A similar thing happens with unused functions, variables and imports. Claude often does a good job managing these, but it's not 100%. Pretty frequently, I will spot long-lived chunks of code that aren't actually used.

Another related thing here is incomplete refactors. Claude will get almost everything right, but then miss a particular file, or leave a dangling variable. I think this happens especially with tricky naming conventions or pluralizations. Refactoring is mostly text processing, and sometimes a variable slips through the cracks. It may update one file, but fail to make corresponding changes in another file that isn't currently referenced in the context.

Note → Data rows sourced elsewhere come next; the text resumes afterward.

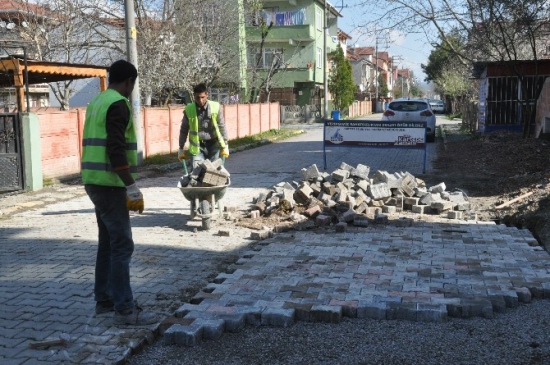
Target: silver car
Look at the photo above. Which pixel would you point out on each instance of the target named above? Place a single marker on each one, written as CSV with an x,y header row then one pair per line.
x,y
438,106
412,110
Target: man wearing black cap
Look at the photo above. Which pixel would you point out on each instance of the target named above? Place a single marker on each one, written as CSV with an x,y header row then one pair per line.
x,y
109,166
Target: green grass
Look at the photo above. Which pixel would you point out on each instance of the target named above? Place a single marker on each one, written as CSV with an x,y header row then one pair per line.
x,y
252,141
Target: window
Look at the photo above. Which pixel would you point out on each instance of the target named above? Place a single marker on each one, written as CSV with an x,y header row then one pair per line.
x,y
319,18
265,59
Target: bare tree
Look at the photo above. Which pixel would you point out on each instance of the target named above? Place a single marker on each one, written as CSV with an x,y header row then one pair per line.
x,y
65,31
487,30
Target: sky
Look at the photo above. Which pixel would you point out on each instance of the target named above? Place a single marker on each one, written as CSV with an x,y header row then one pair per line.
x,y
412,48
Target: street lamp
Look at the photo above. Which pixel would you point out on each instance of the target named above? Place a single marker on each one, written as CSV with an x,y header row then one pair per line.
x,y
325,60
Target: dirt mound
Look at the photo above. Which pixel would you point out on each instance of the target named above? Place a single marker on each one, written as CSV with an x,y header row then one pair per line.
x,y
497,168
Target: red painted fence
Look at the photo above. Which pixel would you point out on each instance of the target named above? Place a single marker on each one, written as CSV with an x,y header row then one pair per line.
x,y
61,131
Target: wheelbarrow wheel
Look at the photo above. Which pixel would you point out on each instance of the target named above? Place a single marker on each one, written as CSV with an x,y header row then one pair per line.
x,y
205,210
205,207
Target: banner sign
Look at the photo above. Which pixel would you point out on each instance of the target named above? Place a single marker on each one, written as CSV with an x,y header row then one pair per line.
x,y
374,133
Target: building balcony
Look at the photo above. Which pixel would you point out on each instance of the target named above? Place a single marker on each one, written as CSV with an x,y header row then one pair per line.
x,y
282,34
292,75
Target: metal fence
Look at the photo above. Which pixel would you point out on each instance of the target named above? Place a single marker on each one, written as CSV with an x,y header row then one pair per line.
x,y
300,114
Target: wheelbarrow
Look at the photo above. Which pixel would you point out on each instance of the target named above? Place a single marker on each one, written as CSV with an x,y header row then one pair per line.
x,y
204,200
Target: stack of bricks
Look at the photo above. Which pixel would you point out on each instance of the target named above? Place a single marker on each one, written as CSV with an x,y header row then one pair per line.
x,y
206,173
348,195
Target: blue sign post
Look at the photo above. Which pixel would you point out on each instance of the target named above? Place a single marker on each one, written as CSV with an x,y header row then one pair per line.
x,y
374,133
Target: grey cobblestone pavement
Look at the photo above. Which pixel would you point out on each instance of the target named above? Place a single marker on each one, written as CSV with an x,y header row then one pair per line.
x,y
427,271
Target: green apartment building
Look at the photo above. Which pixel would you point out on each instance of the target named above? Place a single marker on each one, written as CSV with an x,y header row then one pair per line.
x,y
296,43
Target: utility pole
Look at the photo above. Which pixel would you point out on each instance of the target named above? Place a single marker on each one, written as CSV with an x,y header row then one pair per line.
x,y
376,73
394,60
325,61
131,55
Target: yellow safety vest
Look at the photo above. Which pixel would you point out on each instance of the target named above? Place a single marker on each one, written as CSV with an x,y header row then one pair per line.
x,y
192,117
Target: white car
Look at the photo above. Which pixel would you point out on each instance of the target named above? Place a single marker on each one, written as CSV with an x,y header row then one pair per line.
x,y
412,110
438,106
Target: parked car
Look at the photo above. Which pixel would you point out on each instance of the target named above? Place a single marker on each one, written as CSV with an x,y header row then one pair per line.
x,y
412,110
438,106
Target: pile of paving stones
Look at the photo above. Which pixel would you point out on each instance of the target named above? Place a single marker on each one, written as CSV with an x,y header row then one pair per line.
x,y
349,196
206,173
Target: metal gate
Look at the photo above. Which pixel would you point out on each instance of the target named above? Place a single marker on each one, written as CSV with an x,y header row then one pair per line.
x,y
11,156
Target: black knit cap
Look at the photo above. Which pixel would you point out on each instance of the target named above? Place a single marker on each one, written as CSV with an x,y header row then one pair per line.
x,y
120,71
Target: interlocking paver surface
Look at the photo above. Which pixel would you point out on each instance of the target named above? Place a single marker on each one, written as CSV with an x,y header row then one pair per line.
x,y
47,257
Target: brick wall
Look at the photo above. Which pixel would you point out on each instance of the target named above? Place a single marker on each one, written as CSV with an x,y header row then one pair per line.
x,y
61,132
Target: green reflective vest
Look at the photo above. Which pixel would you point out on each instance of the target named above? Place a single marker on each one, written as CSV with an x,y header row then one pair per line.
x,y
96,167
191,113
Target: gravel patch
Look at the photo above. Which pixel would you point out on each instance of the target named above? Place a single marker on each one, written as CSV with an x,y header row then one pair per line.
x,y
516,336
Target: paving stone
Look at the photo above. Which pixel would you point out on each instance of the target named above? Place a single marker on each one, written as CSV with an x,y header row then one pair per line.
x,y
340,227
439,188
360,220
453,214
278,317
323,220
524,295
401,310
427,312
373,310
326,313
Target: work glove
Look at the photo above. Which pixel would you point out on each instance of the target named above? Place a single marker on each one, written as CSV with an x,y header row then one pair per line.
x,y
182,155
134,198
225,152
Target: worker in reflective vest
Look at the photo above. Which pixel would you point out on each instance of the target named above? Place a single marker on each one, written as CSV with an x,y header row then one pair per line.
x,y
109,165
203,123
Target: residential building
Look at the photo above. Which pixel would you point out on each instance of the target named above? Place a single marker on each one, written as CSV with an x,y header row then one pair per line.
x,y
367,66
362,65
295,45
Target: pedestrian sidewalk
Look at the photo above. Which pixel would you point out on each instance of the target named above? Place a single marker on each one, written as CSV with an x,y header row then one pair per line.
x,y
427,269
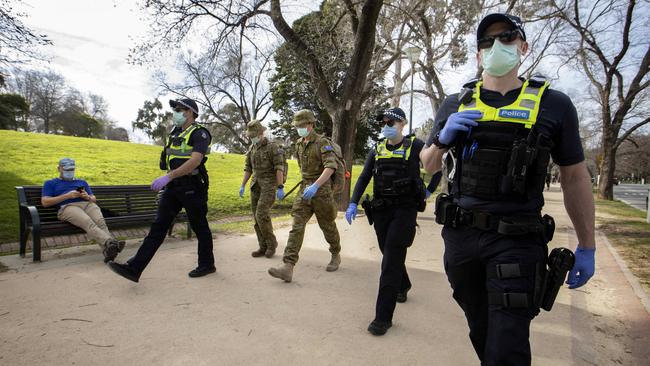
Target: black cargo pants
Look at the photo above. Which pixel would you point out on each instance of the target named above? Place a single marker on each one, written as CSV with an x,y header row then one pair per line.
x,y
395,229
498,333
190,193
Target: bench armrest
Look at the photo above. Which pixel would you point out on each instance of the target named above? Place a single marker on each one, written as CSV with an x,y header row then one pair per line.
x,y
33,213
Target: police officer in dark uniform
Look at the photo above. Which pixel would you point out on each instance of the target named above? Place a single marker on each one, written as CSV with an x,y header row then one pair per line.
x,y
398,194
496,138
185,186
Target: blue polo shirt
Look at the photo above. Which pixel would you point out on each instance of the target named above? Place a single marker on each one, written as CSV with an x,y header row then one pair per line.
x,y
57,186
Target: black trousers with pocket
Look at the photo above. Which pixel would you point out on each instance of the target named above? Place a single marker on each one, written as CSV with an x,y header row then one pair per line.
x,y
395,229
191,194
498,333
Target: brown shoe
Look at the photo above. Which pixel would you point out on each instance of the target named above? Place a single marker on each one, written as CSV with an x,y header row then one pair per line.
x,y
258,253
333,265
284,272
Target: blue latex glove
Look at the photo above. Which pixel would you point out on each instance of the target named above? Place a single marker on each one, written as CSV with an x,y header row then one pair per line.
x,y
351,212
160,183
459,121
583,269
310,191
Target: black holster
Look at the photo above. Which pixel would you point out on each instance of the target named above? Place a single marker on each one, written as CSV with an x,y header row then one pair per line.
x,y
560,262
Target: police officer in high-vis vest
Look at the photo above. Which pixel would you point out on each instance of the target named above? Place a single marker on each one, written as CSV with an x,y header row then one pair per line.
x,y
185,186
398,194
496,138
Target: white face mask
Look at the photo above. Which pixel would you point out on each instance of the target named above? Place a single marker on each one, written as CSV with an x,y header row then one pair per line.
x,y
67,174
302,131
500,59
178,118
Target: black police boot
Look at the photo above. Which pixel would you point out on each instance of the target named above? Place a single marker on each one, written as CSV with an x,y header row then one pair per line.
x,y
379,328
110,250
401,296
124,270
201,271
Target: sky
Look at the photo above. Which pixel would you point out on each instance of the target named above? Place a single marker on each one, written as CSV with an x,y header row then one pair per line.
x,y
91,45
92,41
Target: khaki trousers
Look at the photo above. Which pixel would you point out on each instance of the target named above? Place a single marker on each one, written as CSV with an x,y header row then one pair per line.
x,y
87,216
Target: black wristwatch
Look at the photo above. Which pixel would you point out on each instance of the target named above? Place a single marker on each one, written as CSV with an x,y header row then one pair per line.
x,y
436,141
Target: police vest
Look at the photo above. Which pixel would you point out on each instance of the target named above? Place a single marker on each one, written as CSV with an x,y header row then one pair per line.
x,y
391,174
503,158
179,149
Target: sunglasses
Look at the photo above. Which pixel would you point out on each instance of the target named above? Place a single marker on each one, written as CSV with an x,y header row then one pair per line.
x,y
504,37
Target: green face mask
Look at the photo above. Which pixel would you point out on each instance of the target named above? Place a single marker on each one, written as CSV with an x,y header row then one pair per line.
x,y
500,59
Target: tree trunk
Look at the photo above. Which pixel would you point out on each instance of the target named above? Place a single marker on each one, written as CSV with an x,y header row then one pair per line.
x,y
344,133
607,168
397,84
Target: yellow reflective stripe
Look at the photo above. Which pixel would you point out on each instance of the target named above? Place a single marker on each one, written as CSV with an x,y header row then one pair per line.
x,y
523,110
184,150
179,152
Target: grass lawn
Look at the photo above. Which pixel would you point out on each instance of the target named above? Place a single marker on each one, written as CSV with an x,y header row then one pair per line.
x,y
31,159
627,230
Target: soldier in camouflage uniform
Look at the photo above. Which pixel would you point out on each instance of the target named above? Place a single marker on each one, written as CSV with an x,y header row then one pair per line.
x,y
317,164
265,162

Preserving Reverse Compatibility

This is similar, but stranger. I've noticed many cases where an agent specifically notices that code is no longer used, but rather than removing the old code, it is retained for "reverse compatibility". This is an actual example, after renaming two variables:

# Direction of data flow
LOCAL_TO_REMOTE = "local->remote"
REMOTE_TO_LOCAL = "remote->local"

# Backwards compatibility aliases
CLIENT_TO_SERVER = "local->remote"
SERVER_TO_CLIENT = "remote->local"

The "backwards compatibility aliases" were not actually used anywhere else in the project anymore. I've seen this happen in a few different projects now. Claude doesn't automatically know whether it's working on a greenfield or legacy code, and it decides that maintaining reverse compatibility is important. I'm curious whether this behavior naturally occurs from the training data, or if it was specifically trained into the model.

Floating Point and Use of Numeric Types

I'm thinking specifically of float versus int, and how that propagates through the code. Claude does a good job of carrying type information. But it doesn't always understand the conditions when a float or int is preferable, and it doesn't always seem to safely compare ints and floats.

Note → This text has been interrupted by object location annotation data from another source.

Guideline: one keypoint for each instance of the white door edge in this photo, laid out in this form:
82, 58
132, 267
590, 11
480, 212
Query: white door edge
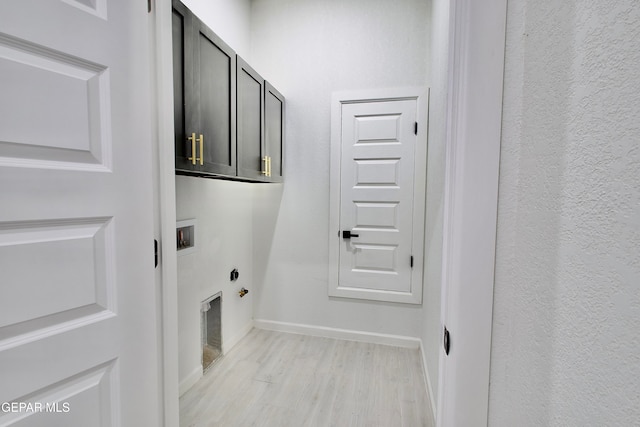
421, 95
474, 119
161, 40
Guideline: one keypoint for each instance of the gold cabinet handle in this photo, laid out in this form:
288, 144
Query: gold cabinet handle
192, 138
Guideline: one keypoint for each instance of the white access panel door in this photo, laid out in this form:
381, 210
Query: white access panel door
78, 337
380, 235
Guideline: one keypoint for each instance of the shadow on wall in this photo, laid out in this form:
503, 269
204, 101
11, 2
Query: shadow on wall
267, 200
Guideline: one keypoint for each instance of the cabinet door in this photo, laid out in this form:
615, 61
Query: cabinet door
204, 97
182, 22
212, 101
274, 132
251, 162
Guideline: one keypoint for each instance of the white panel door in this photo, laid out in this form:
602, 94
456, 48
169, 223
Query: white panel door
78, 337
378, 247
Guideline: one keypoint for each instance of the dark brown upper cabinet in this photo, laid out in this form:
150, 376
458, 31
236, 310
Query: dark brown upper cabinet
274, 132
229, 122
252, 161
204, 95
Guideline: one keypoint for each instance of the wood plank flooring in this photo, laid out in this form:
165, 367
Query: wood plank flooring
279, 379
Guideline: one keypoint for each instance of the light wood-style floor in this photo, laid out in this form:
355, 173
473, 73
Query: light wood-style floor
279, 379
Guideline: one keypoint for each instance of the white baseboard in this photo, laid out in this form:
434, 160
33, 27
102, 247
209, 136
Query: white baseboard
343, 334
229, 343
428, 383
191, 379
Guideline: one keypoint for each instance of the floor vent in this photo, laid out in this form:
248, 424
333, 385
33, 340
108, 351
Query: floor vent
211, 330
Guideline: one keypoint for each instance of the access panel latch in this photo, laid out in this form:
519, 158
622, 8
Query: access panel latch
347, 234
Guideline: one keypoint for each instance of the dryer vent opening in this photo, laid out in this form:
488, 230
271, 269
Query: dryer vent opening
211, 330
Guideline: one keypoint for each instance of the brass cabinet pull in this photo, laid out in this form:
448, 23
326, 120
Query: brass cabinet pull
192, 138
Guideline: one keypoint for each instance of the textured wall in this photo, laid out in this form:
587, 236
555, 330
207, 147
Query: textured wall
566, 336
308, 49
435, 190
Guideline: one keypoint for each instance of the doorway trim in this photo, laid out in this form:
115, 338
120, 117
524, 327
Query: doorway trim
474, 120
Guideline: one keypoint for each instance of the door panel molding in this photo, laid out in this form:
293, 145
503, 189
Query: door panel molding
383, 134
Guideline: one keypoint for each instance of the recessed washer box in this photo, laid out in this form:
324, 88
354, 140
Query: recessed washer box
186, 236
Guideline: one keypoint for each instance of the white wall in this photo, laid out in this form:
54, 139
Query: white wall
229, 19
308, 49
566, 343
435, 192
224, 211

For those unfamiliar, this is a sorta classic example of why float math feels surprising:

x = 0.1 + 0.2
y = 0.3

print(x)        # 0.30000000000000004
print(y)        # 0.3
print(x == y)   # False

Sometimes this kinda thing gets noticed and fixed automatically by unit tests. But not always. It's a potential source of bugs for LLM-generated code.

Estimating Time

I've seen this one pretty widely noted. Especially with batch tasks, Claude will sometimes predict that running the code will take 10-20 minutes, when in reality it often takes just a few seconds. Another version of this is when "plan mode" predicts that a TODO list will take 2-3 days to complete, but it actually finishes in just a few minutes. Presumably these guesses have been learned from human estimates that appear in the training data.

What Helps?

Most these are relatively minor problems for programmers with a couple of years of experience. However, lots of non-coders are experimenting too. I suspect a few of these could be more serious for those folks. Not knowing the difference between 0.0.0.0 and 127.0.0.1, or the difference between integer and floating point, could actually cause real trouble.

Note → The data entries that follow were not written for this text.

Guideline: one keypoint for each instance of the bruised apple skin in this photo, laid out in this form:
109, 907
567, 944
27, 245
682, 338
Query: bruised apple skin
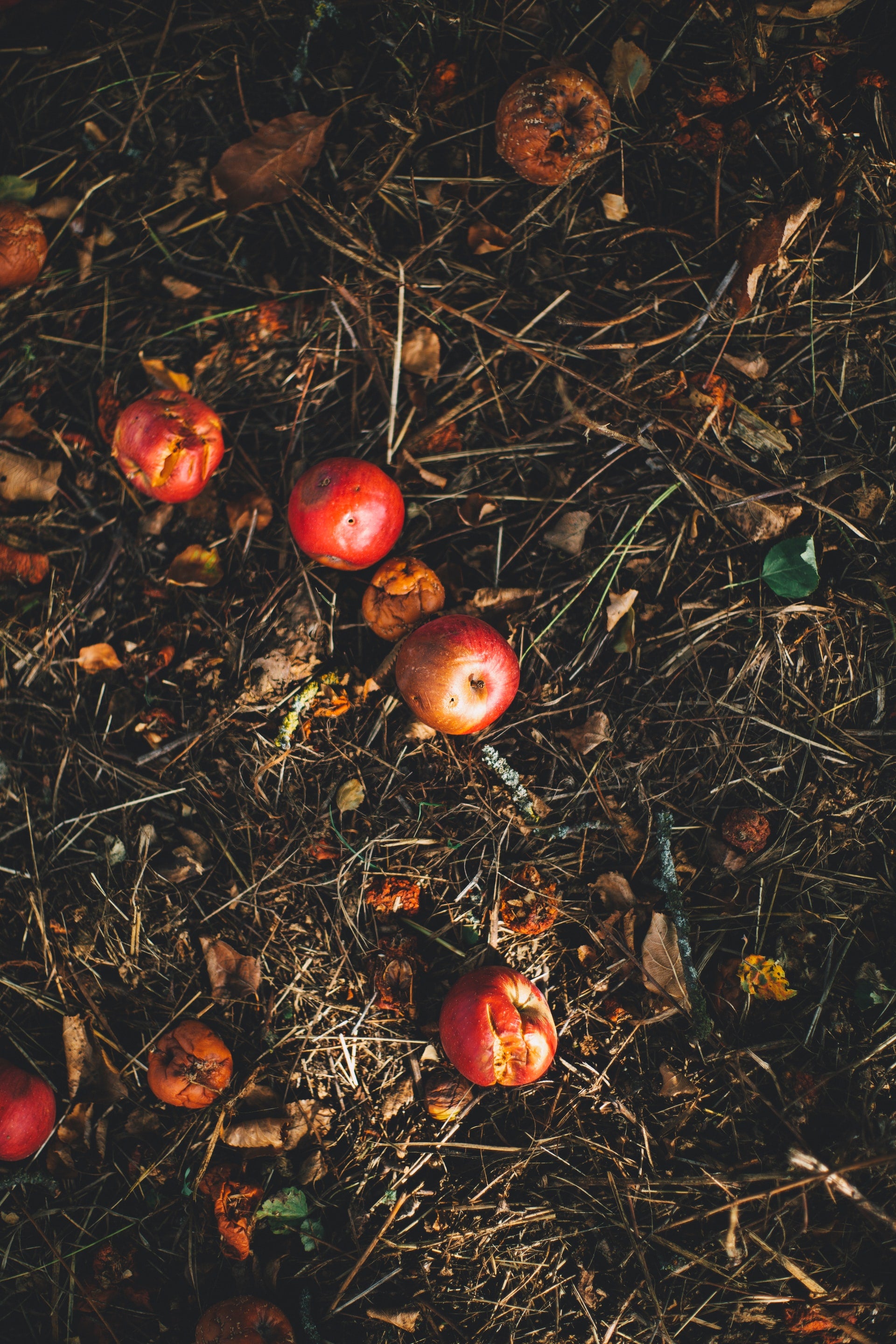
401, 595
457, 674
168, 445
23, 245
551, 124
496, 1027
346, 514
28, 1113
190, 1066
244, 1320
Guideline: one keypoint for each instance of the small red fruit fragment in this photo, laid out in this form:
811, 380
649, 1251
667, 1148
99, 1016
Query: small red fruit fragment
168, 445
28, 1112
23, 245
496, 1027
346, 514
190, 1066
551, 124
746, 830
402, 592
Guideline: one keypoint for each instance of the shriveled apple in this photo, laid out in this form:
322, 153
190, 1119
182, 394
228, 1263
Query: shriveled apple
457, 674
496, 1027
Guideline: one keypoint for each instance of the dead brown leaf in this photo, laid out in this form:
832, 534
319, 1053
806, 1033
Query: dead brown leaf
422, 353
569, 532
618, 605
98, 658
762, 248
629, 70
661, 960
231, 973
254, 506
92, 1076
483, 238
758, 521
590, 734
754, 367
269, 164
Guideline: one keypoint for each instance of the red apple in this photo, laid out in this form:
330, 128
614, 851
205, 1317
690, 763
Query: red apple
457, 674
168, 445
28, 1113
346, 512
23, 245
496, 1027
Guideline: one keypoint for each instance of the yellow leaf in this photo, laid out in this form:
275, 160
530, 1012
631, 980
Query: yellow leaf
765, 979
160, 375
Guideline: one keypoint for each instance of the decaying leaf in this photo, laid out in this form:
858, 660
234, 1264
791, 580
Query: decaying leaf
231, 973
160, 375
661, 960
756, 366
26, 566
484, 238
614, 891
234, 1204
675, 1084
618, 605
405, 1319
569, 532
98, 658
350, 796
757, 519
590, 734
629, 70
195, 567
16, 422
614, 207
256, 506
762, 248
269, 164
763, 978
422, 353
398, 1097
91, 1073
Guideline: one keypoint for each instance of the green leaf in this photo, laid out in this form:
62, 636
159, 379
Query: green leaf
16, 189
791, 569
289, 1213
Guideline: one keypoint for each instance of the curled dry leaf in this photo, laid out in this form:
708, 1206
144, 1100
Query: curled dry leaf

I'm slowly building out my personal lists of "gotchas" to avoid. One thing that helps is just periodically asking Claude to "eliminate redundant code, look for opportunities to refactor, apply software engineering best practices". That can fix a lot of the minor problems. More formally, many folks either place explicit instructions into CLAUDE.md or they use Skills to introduce a set of best practices for the agent.


Footnotes

  1. I'm primarily using Claude Code right now, but my sense is the same behavior applies to most agents, since they're generally powered by the same handful of flagship LLMs.